I have three mountain bikes, and I love them all.
Well, I say three but I have four frames and enough boxes of parts to build up three bikes at any one time. The parts regularly get shuffled around according to the season, the weather, my whims, what broke. It is a perpetually morphing bunch of bikes.
My Current lineup:
Santa Cruz Blur LT
My newest purchase but oldest frame, built in 2006 and at the time a pretty good frame. Less cutting edge now as they went on to improve the Blur greatly over the years, but still the highest performing frame that I have. Currently bouncing around with 135mm of travel at the back and 160mm at the front, it nips through the twists and turns with its tiny retro 26″ wheels.
Salsa Dos Niner
The Dos was Salsas first 29er frame and has slightly unusual rear suspension that consists of just a small aircan mounted above the seat-stays and no pivots. The idea is that the chain-stays flex and the aircan provides the damping, but not much of it. This was a great idea because it is simple and the ‘softtail’ gives some of the benefits of a hardtail and some of those of a full-sus. It was also a terrible idea because you have to mount the aircan as high as you can, meaning that the seat tube is tall and the seat stays are short to fit the aircan in so the tyre clearance is minimal and anyway the chainstays inevitably snap through having to do all the flexing/springing. But these problems are of no consequence, as it has the best orange paint-job ever. Probably my fastest bike and in the summer this thing is a joy to throw through the trails.

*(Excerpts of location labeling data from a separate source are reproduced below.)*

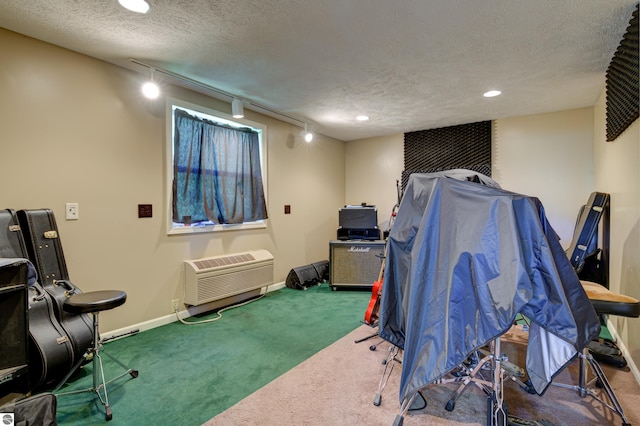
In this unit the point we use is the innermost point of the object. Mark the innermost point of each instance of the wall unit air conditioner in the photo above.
(215, 278)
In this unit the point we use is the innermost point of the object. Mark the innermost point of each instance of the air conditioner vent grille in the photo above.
(215, 278)
(217, 262)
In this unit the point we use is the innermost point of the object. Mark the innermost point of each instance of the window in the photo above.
(216, 171)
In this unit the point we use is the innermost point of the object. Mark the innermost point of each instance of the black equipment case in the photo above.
(44, 248)
(584, 241)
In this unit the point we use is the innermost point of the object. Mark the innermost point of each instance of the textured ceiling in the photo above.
(408, 64)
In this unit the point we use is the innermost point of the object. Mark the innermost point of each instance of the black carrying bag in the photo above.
(303, 277)
(37, 410)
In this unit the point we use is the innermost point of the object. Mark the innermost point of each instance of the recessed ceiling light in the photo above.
(140, 6)
(491, 93)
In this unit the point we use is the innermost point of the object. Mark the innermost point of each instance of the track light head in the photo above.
(150, 89)
(237, 109)
(308, 136)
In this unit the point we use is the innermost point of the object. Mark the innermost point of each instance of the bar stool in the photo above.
(605, 302)
(95, 302)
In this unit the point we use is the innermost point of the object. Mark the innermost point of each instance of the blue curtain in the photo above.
(217, 175)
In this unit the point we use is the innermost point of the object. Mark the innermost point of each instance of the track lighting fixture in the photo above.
(308, 136)
(139, 6)
(237, 109)
(150, 89)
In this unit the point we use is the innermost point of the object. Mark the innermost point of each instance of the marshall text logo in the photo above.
(354, 249)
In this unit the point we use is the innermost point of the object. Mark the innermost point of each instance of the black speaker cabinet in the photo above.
(355, 263)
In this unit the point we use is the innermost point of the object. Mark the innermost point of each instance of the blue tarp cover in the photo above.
(464, 257)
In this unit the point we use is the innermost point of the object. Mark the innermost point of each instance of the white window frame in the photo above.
(219, 117)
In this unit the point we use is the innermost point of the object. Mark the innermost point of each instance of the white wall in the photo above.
(75, 129)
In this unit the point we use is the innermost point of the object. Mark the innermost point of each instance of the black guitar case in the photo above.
(42, 239)
(50, 352)
(584, 242)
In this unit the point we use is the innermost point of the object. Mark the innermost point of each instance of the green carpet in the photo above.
(190, 373)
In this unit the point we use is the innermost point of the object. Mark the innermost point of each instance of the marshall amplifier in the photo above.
(355, 263)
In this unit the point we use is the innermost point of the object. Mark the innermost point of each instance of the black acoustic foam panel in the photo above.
(622, 82)
(466, 146)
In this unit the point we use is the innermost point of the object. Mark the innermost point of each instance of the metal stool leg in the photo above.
(584, 387)
(99, 382)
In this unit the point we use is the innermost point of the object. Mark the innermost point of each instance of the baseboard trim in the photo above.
(625, 352)
(186, 313)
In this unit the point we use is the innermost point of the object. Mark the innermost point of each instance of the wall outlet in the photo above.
(72, 211)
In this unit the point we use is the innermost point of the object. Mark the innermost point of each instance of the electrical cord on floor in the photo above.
(219, 313)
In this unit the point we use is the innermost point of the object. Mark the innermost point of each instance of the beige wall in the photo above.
(372, 168)
(549, 156)
(617, 171)
(75, 129)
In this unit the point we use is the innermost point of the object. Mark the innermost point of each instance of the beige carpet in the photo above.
(337, 386)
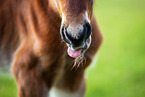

My oldest bike is mostly an On-One Inbred 29er hardtail frame with bits bolted on. If you are not familiar with the Inbred, the words ‘Mountain Bike’ might conjure up images of a lightweight frame, colour coordinated parts, suspension front and rear, talk of ‘bob’ and ‘rebound’, stuff like that. The Inbred is not at all like that – it is a steel frame and the purists will tell you that steel frames are responsive, springy, efficient, (none of that ‘bob’ and ‘rebound’ b*llocks) that they keep their inertia, can power up hills etc. Which is true. It also doesn’t hurt that they are cheap. It is currently running with rigid Charge forks, it is simple, reliable, and goes like stink. The suspension comes from the tyres, the long springy forks and the long springy seat tube. I would also say that it is enormous fast-rolling fun when I am fit, but an utter bastard if I am not.
Salsa Big Mama
A full sus 29er, it is currently out of service due to lack of parts. It’s colour is humorously called ‘Orange Funk’ but is poo brown and it features a fat dent on the fat downtube where I was hit by a Ford Focus. Lucky the BM took the hit, not my leg. I killed the bike last winter by repeatedly taking it out in the deep, claggy mud then jetwashing it and squirting all the moving parts with WD-40. So all the moving parts seized up in a weird mud/WD-40 varnish and I had to replace all the bearings and bushings. Then I built it back up, took it for two rides, bought the Blur frame and nicked all the good bits back off it for the Blur.